DIOR, HOLLYWOOD STORY

Jonathan Anderson brought Hollywood into a razor-cut vision of couture. One year after arriving at the house, he did not simply present a cruise collection. He lifted a curtain of smoke onto a fantasized California, suspended somewhere between mirage and memory, between the scent of night jasmine and the weary neon lights of Hollywood Boulevard.

At the heart of the Los Angeles County Museum of Art, the concrete itself seemed to breathe. Sunset light slipped across the silhouettes like an old Technicolor film. The dresses floated with the languid grace of flowers carried away by the winds of Santa Monica. Belted coats sliced through the air, while the Bar jacket, elongated to mid-thigh and fringed like the credits of a fading movie, strode forward with an almost rock-and-roll insolence, as though Monsieur Christian Dior had once encountered a melancholy guitarist in a villa overlooking the Pacific Highlands.

The opening silhouette appeared in pale primrose yellow, wrapped in petals like a flower determined to survive the blaze of the Californian sun. Then came powder pinks, poppy reds and burning oranges. In the front row, Sabrina Carpenter wore the same spectacular bloom, like a modern heroine emerging from a dream saturated with camera flashes and lukewarm champagne. Welcome to Hollywood.

For the designer, the vertical stripes of the coats recalled the Venetian blinds of films by Alfred Hitchcock, and the shadows slid across the museum’s architecture like a film noir in which no one is ever entirely innocent.

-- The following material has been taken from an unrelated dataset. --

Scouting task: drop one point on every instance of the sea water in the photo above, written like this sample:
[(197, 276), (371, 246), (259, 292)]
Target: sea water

Everywhere, the ghosts of old Hollywood moved with elegance. Vintage Cadillacs rested within the set like chrome-plated mythological creatures. Saddle bags shimmered beside heels adorned with flowers and feathers, while sequins trembled like stars pinned onto evening gowns.

Above all, there was the sovereign shadow of Marlene Dietrich. Anderson allowed himself to be haunted by Stage Fright, Hitchcock’s venomous black-and-white masterpiece where every glance feels like a polished trap. He revisited a historic Bar jacket once imagined for Dietrich herself, reconnecting glamour and discipline, the coolness of cinema and the sensuality of couture.

And throughout the collection lingers a sentence that has become legend, once delivered like an ultimatum scented with rice powder: “No Dior, no Dietrich.” Only a few words, yet within the house they still resonate today like fashion’s eternal creed whenever it touches myth: a true star never really fades.